In a twenty-fifth example and in furtherance of any previous example, a system, a device, an apparatus may include the port configuration information comprising a white list of permitted I/O ports, a black list of unpermitted I/O ports, and block identity structure including a platform identification (ID) to uniquely identify a platform or and a plurality element descriptors to identify the one or more I/O ports. Some embodiments may be described using the expression "one embodiment" or "an embodiment" along with their derivatives. These terms mean that a particular feature, structure, or characteristic described in connection with the embodiment is included in at least one embodiment. The appearances of the phrase "in one embodiment" in various places in the specification are not necessarily all referring to the same embodiment. Further, some embodiments may be described using the expression "coupled" and "connected" along with their derivatives. These terms are not necessarily intended as synonyms for each other. For example, some embodiments may be described using the terms "connected" and/or "coupled" to indicate that two or more elements are in direct physical or electrical contact with each other. The term "coupled," however, may also mean that two or more elements are not in direct contact with each other, but yet still co-operate or interact with each other.
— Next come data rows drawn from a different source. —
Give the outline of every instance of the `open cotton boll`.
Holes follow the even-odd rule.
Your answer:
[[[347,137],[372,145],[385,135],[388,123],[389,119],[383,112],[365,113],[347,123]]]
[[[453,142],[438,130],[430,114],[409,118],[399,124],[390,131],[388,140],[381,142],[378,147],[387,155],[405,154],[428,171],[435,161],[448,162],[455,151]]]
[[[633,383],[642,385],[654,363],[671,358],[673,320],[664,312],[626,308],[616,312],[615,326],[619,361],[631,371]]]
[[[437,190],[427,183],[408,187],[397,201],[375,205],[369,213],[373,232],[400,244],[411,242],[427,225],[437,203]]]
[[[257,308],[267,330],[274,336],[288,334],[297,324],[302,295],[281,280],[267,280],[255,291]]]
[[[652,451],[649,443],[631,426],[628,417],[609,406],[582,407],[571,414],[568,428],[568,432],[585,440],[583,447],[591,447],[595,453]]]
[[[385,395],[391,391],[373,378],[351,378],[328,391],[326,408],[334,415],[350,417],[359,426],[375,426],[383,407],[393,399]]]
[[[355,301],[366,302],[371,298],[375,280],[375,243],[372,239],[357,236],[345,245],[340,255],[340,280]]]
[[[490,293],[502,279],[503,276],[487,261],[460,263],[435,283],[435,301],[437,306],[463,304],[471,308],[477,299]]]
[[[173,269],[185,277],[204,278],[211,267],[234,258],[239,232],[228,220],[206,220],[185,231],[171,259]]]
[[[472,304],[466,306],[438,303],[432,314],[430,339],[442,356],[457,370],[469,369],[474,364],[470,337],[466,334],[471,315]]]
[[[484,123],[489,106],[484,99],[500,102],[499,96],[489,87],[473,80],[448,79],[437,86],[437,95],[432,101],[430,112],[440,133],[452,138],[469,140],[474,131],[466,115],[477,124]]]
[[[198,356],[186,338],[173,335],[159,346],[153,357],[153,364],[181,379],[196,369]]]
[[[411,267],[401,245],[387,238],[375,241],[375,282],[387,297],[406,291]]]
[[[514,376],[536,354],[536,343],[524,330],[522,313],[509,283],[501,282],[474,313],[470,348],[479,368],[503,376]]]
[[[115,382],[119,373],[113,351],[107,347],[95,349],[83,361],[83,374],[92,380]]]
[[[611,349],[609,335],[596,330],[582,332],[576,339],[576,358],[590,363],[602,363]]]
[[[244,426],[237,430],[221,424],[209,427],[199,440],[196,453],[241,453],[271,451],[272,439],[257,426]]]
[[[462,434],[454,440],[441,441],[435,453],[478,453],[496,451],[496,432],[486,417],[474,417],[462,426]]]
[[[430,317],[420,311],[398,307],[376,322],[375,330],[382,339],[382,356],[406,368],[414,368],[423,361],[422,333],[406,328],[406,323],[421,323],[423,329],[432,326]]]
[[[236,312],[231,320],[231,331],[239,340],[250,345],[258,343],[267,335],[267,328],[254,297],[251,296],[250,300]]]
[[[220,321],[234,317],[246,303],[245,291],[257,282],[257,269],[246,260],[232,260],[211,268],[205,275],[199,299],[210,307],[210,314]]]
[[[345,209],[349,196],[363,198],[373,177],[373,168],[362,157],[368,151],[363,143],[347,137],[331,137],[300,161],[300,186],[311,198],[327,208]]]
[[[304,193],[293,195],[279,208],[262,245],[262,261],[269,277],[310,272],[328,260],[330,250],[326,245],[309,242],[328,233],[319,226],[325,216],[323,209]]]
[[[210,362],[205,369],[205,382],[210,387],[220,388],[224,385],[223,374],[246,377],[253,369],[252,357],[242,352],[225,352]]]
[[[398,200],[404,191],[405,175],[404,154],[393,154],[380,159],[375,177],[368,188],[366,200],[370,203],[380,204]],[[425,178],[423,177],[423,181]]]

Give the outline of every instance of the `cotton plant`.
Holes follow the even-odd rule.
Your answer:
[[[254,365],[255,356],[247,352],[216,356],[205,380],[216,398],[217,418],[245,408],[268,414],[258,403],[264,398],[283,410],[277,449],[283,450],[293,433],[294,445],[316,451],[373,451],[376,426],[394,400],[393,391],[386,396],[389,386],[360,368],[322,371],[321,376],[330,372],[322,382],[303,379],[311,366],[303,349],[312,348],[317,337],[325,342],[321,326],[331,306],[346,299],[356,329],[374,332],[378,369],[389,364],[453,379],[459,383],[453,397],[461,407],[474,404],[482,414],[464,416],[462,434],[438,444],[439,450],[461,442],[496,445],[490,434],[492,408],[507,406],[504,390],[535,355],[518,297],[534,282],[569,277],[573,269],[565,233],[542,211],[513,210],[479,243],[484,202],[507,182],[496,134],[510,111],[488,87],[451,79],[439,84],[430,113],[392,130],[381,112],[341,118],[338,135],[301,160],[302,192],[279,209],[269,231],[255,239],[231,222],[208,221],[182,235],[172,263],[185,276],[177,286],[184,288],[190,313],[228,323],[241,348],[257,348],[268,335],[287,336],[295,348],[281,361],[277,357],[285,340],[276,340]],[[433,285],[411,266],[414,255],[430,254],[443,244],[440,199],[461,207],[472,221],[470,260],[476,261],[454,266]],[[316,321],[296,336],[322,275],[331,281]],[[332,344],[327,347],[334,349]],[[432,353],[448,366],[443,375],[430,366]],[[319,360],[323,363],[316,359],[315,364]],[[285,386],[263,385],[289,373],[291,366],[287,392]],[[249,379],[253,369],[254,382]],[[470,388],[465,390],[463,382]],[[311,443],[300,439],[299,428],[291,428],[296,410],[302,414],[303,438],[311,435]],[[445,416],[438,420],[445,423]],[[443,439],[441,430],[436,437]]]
It is emphasized that the Abstract of the Disclosure is provided to allow a reader to quickly ascertain the nature of the technical disclosure. It is submitted with the understanding that it will not be used to interpret or limit the scope or meaning of the claims. In addition, in the foregoing Detailed Description, it can be seen that various features are grouped together in a single embodiment for the purpose of streamlining the disclosure. This method of disclosure is not to be interpreted as reflecting an intention that the claimed embodiments require more features than are expressly recited in each claim. Rather, as the following claims reflect, inventive subject matter lies in less than all features of a single disclosed embodiment. Thus the following claims are hereby incorporated into the Detailed Description, with each claim standing on its own as a separate embodiment. In the appended claims, the terms "including" and "in which" are used as the plain-English equivalents of the respective terms "comprising" and "wherein," respectively. Moreover, the terms "first," "second," "third," and so forth, are used merely as labels, and are not intended to impose numerical requirements on their objects.

What has been described above includes examples of the disclosed architecture. It is, of course, not possible to describe every conceivable combination of components and/or methodologies, but one of ordinary skill in the art may recognize that many further combinations and permutations are possible. Accordingly, the novel architecture is intended to embrace all such alterations, modifications and variations that fall within the spirit and scope of the appended claims.